In the last twenty years, in the words of Professor Ottmar Lipp (the opening speaker), there has been a “renaissance of emotion as a topic of psychological research and a changed view of emotion in the context of psychological functioning. Basically, what was regarded for a long time as a hindrance for optimal psychological functioning is now regarded as a prerequisite”. Amongst social scientists and humanities scholars, the study of emotions, historical and contemporary, has also been revitalized, with the establishment of many international university research centres. The long-running International Society for Research on Emotion (ISRE) has in 2009 established a refereed journal, Emotion Review, “to enhance debate about critical issues in emotion theory and research … across a wide interdisciplinary field”. Despite these developments, there has been little dialogue in the Australian university system between practitioners working on the subject from their widely different disciplinary backgrounds.
Although opening up such a dialogue will be challenging, the opportunities it offers for extending our conceptual and methodological approaches to the emotions are exciting and important. In the words of James A. Russell and Lisa Feldman Barrett in Emotion Review, “For humans to understand their place in the world, we need to understand the nature of emotion. Such understanding will occur only when scholars from different national and cultural backgrounds, different disciplines, and different points of view can communicate their ideas and scholarly investigations to one another and consider perspectives that are different from their own. We must work toward a common language and understanding.”
The main questions to be considered in the Workshop are:
- To what extent are emotions, as they are understood or experienced, affected by distinct social and cultural contexts? Can distinctions be drawn, for instance, between modern and pre-modern forms of anger?
- Do societies undergo changes in emotional regimes (for instance, the dominance of particular emotions, such as fear, or aggression)? If so, what drives these changes?
- How can scholars in the social sciences and humanities benefit from the methodologies and findings of modern scientific research into the emotions? For instance, how might the historical understanding of past mentalities relate to modern neuroscience and physiology?
To open up debate, and to offer some common grounds for discussion, the Workshop will be based on Issue and Response sessions in which scholars from different disciplines, and at differing stages of their careers, briefly present a problem or issue relating to the study of the emotions which they perceive as important, illustrating it as necessary with accessible reference to their research (15 minutes; 25 minutes in the case of Professor Lipp’s opening paper on the bio-psychology of fear).

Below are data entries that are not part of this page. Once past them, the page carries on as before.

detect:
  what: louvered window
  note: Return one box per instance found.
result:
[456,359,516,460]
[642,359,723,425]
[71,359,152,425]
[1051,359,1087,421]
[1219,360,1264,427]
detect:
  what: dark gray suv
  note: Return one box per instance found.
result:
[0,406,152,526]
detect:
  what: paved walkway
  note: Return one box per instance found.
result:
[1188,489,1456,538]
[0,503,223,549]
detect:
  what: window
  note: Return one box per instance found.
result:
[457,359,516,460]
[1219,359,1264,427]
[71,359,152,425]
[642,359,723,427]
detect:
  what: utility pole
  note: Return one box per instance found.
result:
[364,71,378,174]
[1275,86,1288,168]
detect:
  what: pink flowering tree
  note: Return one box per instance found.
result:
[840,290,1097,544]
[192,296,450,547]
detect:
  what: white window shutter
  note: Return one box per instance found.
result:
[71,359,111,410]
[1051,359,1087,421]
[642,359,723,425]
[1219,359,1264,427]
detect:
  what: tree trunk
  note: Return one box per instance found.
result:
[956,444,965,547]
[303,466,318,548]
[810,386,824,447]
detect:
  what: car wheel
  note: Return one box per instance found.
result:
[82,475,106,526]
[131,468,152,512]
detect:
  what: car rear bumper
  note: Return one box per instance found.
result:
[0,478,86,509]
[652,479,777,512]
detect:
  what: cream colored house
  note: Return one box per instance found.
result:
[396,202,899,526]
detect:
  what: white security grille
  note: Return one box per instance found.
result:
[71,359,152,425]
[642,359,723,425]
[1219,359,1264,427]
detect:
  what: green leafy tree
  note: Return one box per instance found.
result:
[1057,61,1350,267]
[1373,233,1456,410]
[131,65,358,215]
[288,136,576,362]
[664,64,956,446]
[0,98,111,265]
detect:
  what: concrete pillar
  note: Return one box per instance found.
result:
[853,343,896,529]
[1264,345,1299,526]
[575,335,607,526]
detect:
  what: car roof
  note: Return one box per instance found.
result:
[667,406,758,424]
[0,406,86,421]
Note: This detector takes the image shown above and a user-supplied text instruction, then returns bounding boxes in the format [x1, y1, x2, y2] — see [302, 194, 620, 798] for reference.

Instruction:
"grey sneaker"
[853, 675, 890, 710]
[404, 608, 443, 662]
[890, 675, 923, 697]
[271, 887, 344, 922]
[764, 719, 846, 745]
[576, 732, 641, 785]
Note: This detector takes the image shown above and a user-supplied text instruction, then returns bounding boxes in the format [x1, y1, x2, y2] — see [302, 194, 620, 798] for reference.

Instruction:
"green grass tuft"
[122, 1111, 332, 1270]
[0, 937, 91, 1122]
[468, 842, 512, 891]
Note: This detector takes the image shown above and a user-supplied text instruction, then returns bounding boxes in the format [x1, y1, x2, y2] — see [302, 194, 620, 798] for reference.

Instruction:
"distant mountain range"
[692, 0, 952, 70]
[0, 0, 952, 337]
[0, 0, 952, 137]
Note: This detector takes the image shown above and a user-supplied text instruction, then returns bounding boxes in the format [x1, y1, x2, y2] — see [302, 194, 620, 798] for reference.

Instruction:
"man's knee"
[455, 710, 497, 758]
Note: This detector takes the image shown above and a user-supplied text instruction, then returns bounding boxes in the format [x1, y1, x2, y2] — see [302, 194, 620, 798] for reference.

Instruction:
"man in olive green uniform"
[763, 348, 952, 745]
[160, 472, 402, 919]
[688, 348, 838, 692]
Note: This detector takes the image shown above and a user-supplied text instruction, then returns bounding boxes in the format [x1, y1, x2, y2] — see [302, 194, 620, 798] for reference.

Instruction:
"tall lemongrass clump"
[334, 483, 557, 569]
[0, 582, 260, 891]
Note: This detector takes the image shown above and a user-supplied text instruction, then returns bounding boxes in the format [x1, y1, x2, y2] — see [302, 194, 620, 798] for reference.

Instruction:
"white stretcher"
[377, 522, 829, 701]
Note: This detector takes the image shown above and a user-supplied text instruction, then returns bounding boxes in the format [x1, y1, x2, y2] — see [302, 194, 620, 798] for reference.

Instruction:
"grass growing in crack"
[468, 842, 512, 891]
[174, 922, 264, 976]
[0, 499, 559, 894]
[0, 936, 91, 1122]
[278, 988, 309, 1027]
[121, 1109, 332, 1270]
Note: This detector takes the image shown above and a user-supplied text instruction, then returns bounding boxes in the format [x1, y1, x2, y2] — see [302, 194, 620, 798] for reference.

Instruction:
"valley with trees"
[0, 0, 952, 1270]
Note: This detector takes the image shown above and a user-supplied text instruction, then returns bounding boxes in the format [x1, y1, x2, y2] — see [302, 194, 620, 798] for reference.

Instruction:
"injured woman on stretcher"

Two scholars will respond from differing disciplinary viewpoints (10 minutes each), followed by a group discussion (35 minutes). Three other sessions allow general discussion of the major questions of the symposium.
All papers and responses will be circulated to Workshop participants in advance, to allow for informed and specific interaction within the various sessions.
We have also extended an invitation to the president of the ISRE, Professor W. Gerrod Parrott, to attend the Workshop, supported by funds from UWA’s Rutherford Memorial Centre for Advancement of Research on Emotions, directed by Professor Colin MacLeod, another participant. If Professor Parrott can take part, he will bring very valuable experience on the development of interdisciplinarity in emotions research.